Das mais recentes crianças casadas, uma em cada três estão agora na África subsaariana, região onde há uma década havia uma em cada cinco.

A prevalência do casamento infantil está a diminuir ao nível global, diz a UNICEF. Em geral, a proporção de mulheres que casaram ainda crianças diminuiu 15% na última década, de 1 em cada 4 para aproximadamente 1 em cada 5.

O sul da Ásia testemunhou o maior declínio em todo o mundo nos últimos 10 anos, já que o risco de casar antes dos 18 anos diminuiu mais de um terço, de quase 50% para 30%, em grande parte devido a progressos na Índia.

O aumento das taxas de educação das raparigas, os investimentos proactivos do governo em raparigas adolescentes e fortes mensagens públicas em torno da ilegalidade do casamento infantil, bem como os danos causados são algumas razões para a mudança.

“Quando uma rapariga é forçada a casar-se e ainda é uma criança, enfrenta consequências imediatas e ao longo da vida. A probabilidade de terminar os seus estudos diminui, enquanto as probabilidades de serem abusadas pelo marido e sofrerem complicações durante a gravidez aumentam”, refere Anju Malhotra, conselheira principal para o género na UNICEF.

“Há também enormes consequências sociais e maior risco de ciclos intergeracionais de pobreza”, acrescenta, defendendo que, “dado o impacto que o casamento infantil tem na vida destas jovens, qualquer redução é uma ótima notícia”.

Ainda assim, sublinha, ainda “temos um longo caminho a percorrer”.

Segundo a UNICEF, estima-se que cerca de 12 milhões de raparigas casem atualmente durante a infância – números que indicam uma redução global acumulada de menos 25 milhões de casamentos do que foi antecipado a nível global há 10 anos.

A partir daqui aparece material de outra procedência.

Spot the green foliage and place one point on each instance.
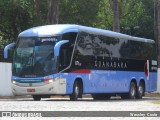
(136, 16)
(81, 12)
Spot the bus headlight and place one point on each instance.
(14, 82)
(48, 80)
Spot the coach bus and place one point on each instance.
(74, 60)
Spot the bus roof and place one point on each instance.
(51, 30)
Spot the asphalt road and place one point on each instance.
(85, 104)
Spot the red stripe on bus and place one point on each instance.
(85, 71)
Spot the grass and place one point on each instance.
(156, 102)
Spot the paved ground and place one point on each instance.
(85, 104)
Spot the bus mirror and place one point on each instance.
(58, 46)
(7, 48)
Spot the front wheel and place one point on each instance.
(36, 97)
(76, 92)
(140, 91)
(132, 91)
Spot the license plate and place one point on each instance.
(31, 90)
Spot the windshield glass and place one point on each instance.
(34, 57)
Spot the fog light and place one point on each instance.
(14, 82)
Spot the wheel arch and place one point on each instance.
(143, 82)
(80, 82)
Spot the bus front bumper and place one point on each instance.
(56, 87)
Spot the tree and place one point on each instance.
(37, 9)
(116, 16)
(157, 27)
(53, 12)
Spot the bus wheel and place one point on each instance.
(132, 91)
(101, 96)
(36, 97)
(140, 91)
(76, 92)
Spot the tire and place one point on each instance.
(140, 91)
(132, 91)
(101, 96)
(124, 96)
(36, 97)
(77, 91)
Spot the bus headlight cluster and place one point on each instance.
(14, 82)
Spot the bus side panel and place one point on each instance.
(70, 79)
(152, 82)
(111, 81)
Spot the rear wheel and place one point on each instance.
(77, 91)
(140, 91)
(132, 91)
(36, 97)
(101, 96)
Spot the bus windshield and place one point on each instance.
(34, 57)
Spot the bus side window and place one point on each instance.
(65, 56)
(66, 50)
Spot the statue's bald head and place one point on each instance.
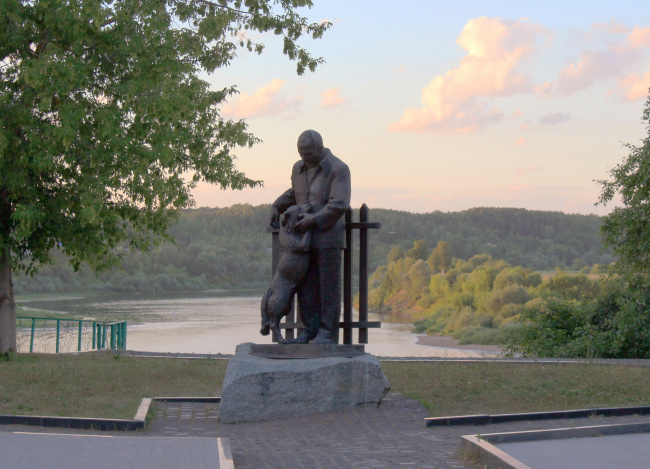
(310, 147)
(310, 138)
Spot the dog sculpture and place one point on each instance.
(289, 274)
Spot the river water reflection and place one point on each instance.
(216, 322)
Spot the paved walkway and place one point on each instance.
(391, 436)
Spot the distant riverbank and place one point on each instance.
(450, 342)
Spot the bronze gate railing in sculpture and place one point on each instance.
(290, 325)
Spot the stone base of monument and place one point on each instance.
(257, 388)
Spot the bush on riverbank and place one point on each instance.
(478, 301)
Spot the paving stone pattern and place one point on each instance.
(390, 436)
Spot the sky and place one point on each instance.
(450, 105)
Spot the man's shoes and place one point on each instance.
(303, 338)
(323, 337)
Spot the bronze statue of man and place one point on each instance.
(321, 180)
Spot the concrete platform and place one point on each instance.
(27, 450)
(625, 446)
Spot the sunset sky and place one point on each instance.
(449, 105)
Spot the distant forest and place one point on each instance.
(229, 248)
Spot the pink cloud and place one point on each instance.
(527, 169)
(452, 103)
(554, 118)
(635, 87)
(596, 65)
(331, 98)
(640, 37)
(265, 101)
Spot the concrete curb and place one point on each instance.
(482, 447)
(137, 423)
(504, 418)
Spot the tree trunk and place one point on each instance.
(7, 306)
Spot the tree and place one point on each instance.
(107, 125)
(419, 250)
(440, 258)
(627, 227)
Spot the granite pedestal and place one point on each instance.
(257, 388)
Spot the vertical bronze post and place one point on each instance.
(347, 278)
(364, 216)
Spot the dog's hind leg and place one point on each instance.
(264, 309)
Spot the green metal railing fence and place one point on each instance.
(53, 335)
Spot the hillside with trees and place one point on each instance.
(479, 300)
(230, 248)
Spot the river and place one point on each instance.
(216, 322)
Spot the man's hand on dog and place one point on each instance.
(306, 223)
(274, 219)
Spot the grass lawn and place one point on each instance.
(102, 385)
(448, 388)
(111, 386)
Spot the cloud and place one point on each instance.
(527, 169)
(265, 101)
(595, 65)
(454, 102)
(635, 87)
(331, 98)
(611, 62)
(640, 37)
(554, 118)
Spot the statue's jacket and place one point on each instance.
(328, 192)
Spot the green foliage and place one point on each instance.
(106, 123)
(419, 250)
(613, 322)
(481, 299)
(627, 227)
(440, 258)
(229, 248)
(613, 325)
(214, 248)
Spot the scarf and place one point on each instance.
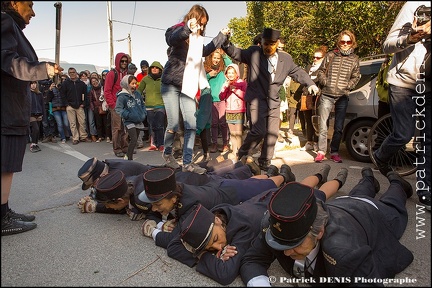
(17, 18)
(346, 52)
(194, 76)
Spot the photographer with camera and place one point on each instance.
(409, 92)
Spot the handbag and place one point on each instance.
(101, 110)
(306, 102)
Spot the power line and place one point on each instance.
(104, 42)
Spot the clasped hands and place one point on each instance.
(149, 226)
(227, 252)
(313, 89)
(419, 32)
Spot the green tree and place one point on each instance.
(307, 25)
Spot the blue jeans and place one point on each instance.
(176, 103)
(156, 120)
(324, 109)
(62, 123)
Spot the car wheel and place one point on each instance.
(356, 140)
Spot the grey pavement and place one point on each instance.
(69, 248)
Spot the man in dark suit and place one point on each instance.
(354, 238)
(267, 70)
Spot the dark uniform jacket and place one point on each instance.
(208, 195)
(260, 85)
(75, 92)
(357, 242)
(242, 227)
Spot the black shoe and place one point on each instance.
(425, 200)
(119, 154)
(11, 226)
(324, 174)
(272, 171)
(21, 217)
(264, 164)
(341, 176)
(286, 172)
(253, 167)
(384, 168)
(367, 172)
(395, 177)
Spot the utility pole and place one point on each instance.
(58, 6)
(110, 33)
(130, 45)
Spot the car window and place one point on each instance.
(368, 72)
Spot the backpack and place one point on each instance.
(381, 82)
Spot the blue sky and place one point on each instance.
(84, 36)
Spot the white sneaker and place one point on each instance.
(170, 161)
(193, 168)
(307, 147)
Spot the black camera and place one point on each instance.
(422, 14)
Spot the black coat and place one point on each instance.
(20, 66)
(357, 242)
(242, 228)
(260, 85)
(207, 195)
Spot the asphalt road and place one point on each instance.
(69, 248)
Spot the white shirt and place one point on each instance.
(272, 65)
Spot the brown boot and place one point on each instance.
(213, 148)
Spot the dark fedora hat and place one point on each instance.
(111, 186)
(158, 183)
(196, 229)
(292, 211)
(271, 34)
(90, 171)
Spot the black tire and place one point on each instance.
(356, 140)
(403, 161)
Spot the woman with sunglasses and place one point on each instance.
(338, 75)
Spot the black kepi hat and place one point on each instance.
(90, 171)
(158, 183)
(292, 212)
(271, 34)
(196, 229)
(111, 186)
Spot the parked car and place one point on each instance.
(362, 111)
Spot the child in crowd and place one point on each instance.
(131, 108)
(233, 92)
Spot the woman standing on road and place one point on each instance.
(20, 66)
(182, 76)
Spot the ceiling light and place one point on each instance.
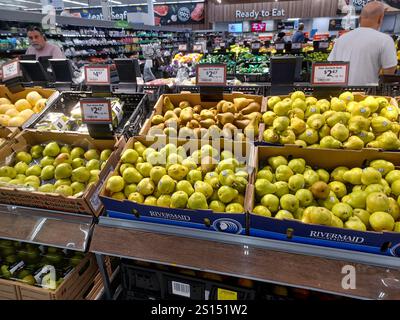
(76, 2)
(12, 5)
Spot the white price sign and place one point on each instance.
(10, 70)
(97, 75)
(182, 47)
(211, 75)
(96, 111)
(330, 73)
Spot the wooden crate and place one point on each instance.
(74, 286)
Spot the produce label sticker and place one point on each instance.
(211, 74)
(10, 70)
(336, 73)
(223, 294)
(97, 75)
(181, 289)
(96, 111)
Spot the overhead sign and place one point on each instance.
(96, 111)
(330, 73)
(97, 75)
(10, 70)
(211, 74)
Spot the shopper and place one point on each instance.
(299, 34)
(368, 51)
(40, 47)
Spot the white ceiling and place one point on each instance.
(36, 4)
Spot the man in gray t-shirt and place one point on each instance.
(40, 47)
(368, 50)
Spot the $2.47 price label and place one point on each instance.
(211, 74)
(336, 73)
(96, 111)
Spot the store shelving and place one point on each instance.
(297, 265)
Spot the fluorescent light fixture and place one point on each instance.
(76, 2)
(12, 5)
(26, 1)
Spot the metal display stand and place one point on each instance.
(293, 264)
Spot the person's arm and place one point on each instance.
(389, 57)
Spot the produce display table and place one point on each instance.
(297, 265)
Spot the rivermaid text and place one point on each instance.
(259, 14)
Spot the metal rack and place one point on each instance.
(297, 265)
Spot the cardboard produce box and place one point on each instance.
(385, 243)
(195, 99)
(88, 203)
(357, 97)
(49, 94)
(200, 219)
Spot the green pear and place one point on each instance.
(234, 208)
(179, 199)
(81, 175)
(271, 202)
(115, 184)
(105, 154)
(261, 211)
(164, 201)
(21, 167)
(217, 206)
(156, 173)
(282, 188)
(197, 201)
(77, 163)
(144, 169)
(52, 149)
(93, 164)
(64, 190)
(77, 152)
(130, 188)
(92, 154)
(355, 223)
(47, 173)
(136, 197)
(34, 170)
(289, 202)
(145, 187)
(166, 185)
(150, 201)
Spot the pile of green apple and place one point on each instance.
(52, 168)
(22, 262)
(338, 123)
(207, 179)
(359, 199)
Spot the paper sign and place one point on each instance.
(330, 73)
(99, 75)
(296, 46)
(96, 111)
(182, 47)
(211, 74)
(10, 70)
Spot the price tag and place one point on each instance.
(10, 70)
(96, 111)
(211, 74)
(99, 75)
(182, 47)
(330, 73)
(296, 46)
(323, 45)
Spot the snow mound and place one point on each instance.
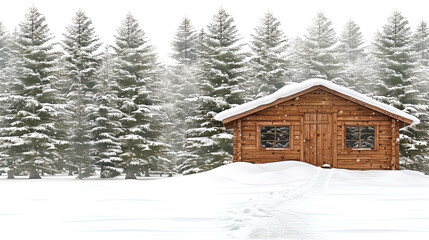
(263, 174)
(294, 88)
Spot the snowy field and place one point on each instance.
(286, 200)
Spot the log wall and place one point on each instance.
(385, 154)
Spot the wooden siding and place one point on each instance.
(341, 112)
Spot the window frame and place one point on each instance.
(274, 124)
(360, 126)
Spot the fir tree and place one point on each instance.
(184, 43)
(4, 47)
(137, 75)
(80, 63)
(107, 125)
(221, 73)
(357, 70)
(269, 62)
(319, 56)
(351, 43)
(180, 85)
(31, 130)
(396, 85)
(421, 43)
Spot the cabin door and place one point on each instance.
(318, 138)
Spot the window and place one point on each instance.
(360, 137)
(275, 137)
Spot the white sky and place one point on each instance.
(160, 18)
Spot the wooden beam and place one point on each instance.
(301, 147)
(240, 141)
(334, 140)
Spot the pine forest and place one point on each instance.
(74, 105)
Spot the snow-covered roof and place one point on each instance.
(295, 88)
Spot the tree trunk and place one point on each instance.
(34, 174)
(130, 174)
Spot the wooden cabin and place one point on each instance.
(317, 122)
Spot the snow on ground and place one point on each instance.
(284, 200)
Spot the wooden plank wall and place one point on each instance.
(346, 113)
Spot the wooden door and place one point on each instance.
(318, 138)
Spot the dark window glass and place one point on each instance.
(360, 137)
(275, 137)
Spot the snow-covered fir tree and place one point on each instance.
(137, 75)
(397, 81)
(80, 62)
(420, 46)
(357, 70)
(180, 85)
(4, 46)
(184, 43)
(4, 80)
(269, 63)
(351, 43)
(107, 126)
(319, 56)
(421, 43)
(31, 130)
(221, 73)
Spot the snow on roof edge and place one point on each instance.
(294, 88)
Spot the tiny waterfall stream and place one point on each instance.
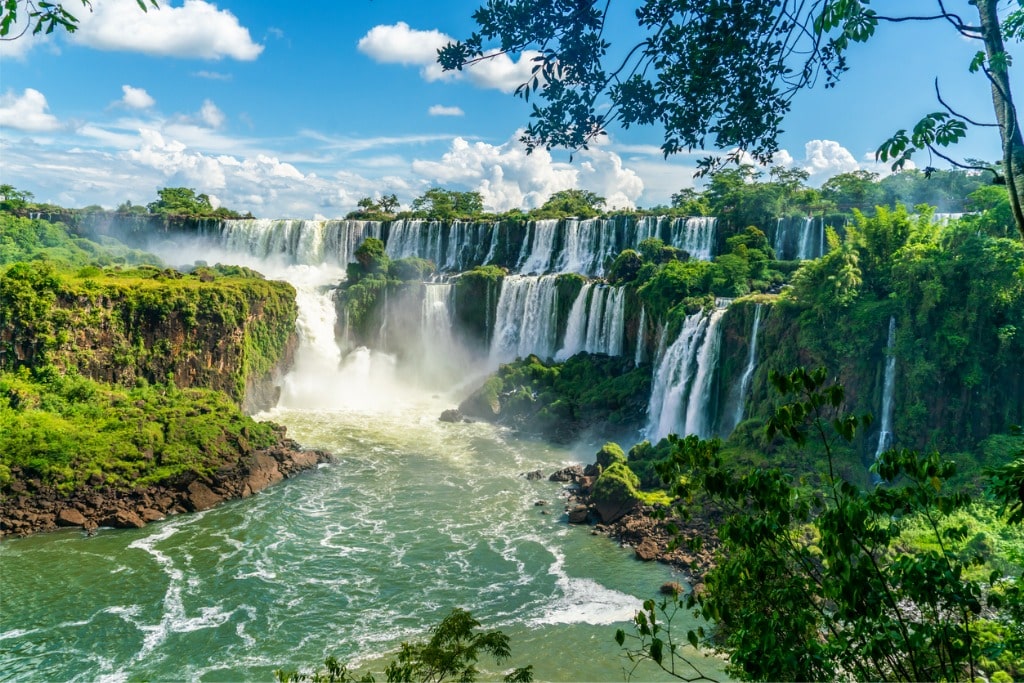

No entanto, para acabar com esta a prática até 2030 – o objetivo estabelecido nos Objetivos de Desenvolvimento Sustentável – o progresso deve ser significativamente acelerado.

A organização das Nações Unidas prevê que, sem rápidos progressos nesta área, mais cerca de 150 milhões de raparigas casarão antes dos 18 anos até 2030.

“Todo e qualquer casamento infantil impedido dá a outra rapariga a hipótese de alcançar todo o seu potencial”, destaca Anju Malhotra.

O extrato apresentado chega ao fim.